In the same vein, reducing the amount of liquor available at UVA frat parties after 8 p.m. and providing water and food at parties does not address the root causes of rape, the IFC official said. When asked what the University could do to address campus sexual assault, he confessed: “I don’t know. I think it’s a cultural issue.”
Many sexual assault survivors at the University have echoed that opinion, citing the administration’s tendency to shield rapists from prosecution, and the existence of power dynamics that put young, party-seeking freshman girls at the whim of fraternity members with alcohol.

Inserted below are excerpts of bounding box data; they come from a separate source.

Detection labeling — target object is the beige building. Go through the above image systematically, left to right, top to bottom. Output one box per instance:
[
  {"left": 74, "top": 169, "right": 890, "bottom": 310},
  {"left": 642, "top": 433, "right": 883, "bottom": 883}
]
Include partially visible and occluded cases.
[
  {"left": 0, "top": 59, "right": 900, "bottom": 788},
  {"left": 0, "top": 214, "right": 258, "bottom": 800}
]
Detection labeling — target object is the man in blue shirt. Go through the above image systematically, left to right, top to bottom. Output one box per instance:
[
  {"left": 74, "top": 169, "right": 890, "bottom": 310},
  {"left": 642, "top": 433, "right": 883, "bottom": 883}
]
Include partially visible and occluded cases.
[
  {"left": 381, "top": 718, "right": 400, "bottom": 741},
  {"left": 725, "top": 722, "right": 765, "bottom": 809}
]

“If you are a freshman and you want to go out, you have to go to a frat,” said a UVA alumna who was sexually assaulted her junior year. “Guys are the only ones who are allowed to have alcohol. If you want to experience UVA, you go to a frat. The frat boys sit on couches above you and point out who can come in. If you’re not hot enough, they say ‘take some more girls to get in,’ or they tell girls to show more cleavage flashes if they want to get in. it’s so easy for a guy to point out a girl to his friends, the bartender hands her a drink. You can’t see what’s going on, it’s crowded and really dark, and all of a sudden you don’t know where your friends are. It’s very frightening.”
ThinkProgress spoke with IFC President Tommy Reid, who said that the IFC source was mistaken and the organization’s President did not meet with Teresa Sullivan on Tuesday, December 16. The five proposals, he said, “represent a basic skeleton of some of the proposals for party management” that will be formally presented to President Sullivan by December 31. He did not offer the full contents of the list. Reid also said that IFC policy does authorize members to speak to the media.